Abstract
Second harmonic generation microscopy (SHG) is generally acknowledged as a powerful tool for the label-free three-dimensional visualization of tissues and advanced materials, with one of its most popular applications being collagen imaging. Despite the great need, progress in super-resolved SHG imaging lags behind the developments reported over the past years in fluorescence-based optical nanoscopy. In this work, we demonstrate super-resolved re-scan SHG, qualitatively and quantitatively showing on collagenous tissues the available resolution advantage over the diffraction limit. We introduce as well super-resolved re-scan two-photon excited fluorescence microscopy, an imaging modality not explored to date.
Keywords: second harmonic generation, two-photon excited fluorescence, super-resolved optical imaging
Second harmonic generation microscopy(SHG) exploits the interaction of two incident near-infrared photons with a noncentrosymmetric molecule, resulting in a single emitted photon with double the energy via a nonlinear process involving virtual states. Considering its high imaging potential based on intrinsic contrast, augmented by other advantages such as no bleaching, no blinking, or high signal-to-noise ratio compared to fluorescence, SHG has gained important interest in the context of label-free characterization of fixed, ex vivo and in vivo tissues (1–3) and advanced materials (4, 5). With respect to the former, selective SHG contrast from collagen holds valuable potential for disease diagnostics, given that during the progression of many severe pathologies, including cancers, the collagen network of affected organs is modified in specific ways (6). Applications based on SHG contrast from exogenous harmonophores are also noteworthy to mention (7). In materials science, among others, SHG has been demonstrated useful for characterizing defects in semiconductors (8), carrier motion in organic transistors (9), grain boundaries for two-dimensional materials (4), or for the overall better understanding of emerging materials (5).
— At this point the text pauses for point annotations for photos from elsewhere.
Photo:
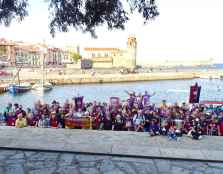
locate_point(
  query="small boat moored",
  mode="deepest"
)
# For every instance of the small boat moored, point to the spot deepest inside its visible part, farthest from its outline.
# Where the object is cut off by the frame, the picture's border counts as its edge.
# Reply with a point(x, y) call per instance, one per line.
point(43, 87)
point(19, 88)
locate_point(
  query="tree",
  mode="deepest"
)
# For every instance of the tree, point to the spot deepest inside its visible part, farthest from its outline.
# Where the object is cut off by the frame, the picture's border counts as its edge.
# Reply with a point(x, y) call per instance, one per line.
point(84, 15)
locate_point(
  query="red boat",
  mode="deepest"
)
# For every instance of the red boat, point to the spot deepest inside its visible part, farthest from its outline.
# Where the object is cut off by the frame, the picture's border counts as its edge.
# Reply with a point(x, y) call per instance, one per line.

Among the first notable attempts to achieve super-resolved images based on SHG, Masihzadeh et al. (10) and Liu et al. (11) succeeded in reducing the size of the point-spread function by manipulating the polarization state of the incident light. A drawback of such approaches is their high sensitivity to effects such as circular dichroism or birefringence, which interfere with the polarization state of the excitation beam. Later, Field et al. (12) introduced multiphoton spatial frequency-modulated imaging, a technique with no specific polarization requirements, providing a 2× resolution improvement over conventional SHG and two-photon excited fluorescence (TPEF); the complex experimental setup might raise difficulties for non-expert users. Further on, Gregor et al. (13) achieved super-resolved SHG and TPEF images using image scanning microscopy (ISM). Under illumination with a 900-nm laser beam, distances of 550 nm with a contrast of 100% were successfully resolved for rat tail collagen fibrils. ISM uses a mathematic algorithm on many small pinhole images (sometimes over 106) to reconstruct the improved resolution image, which has important implications with respect to the total acquisition time.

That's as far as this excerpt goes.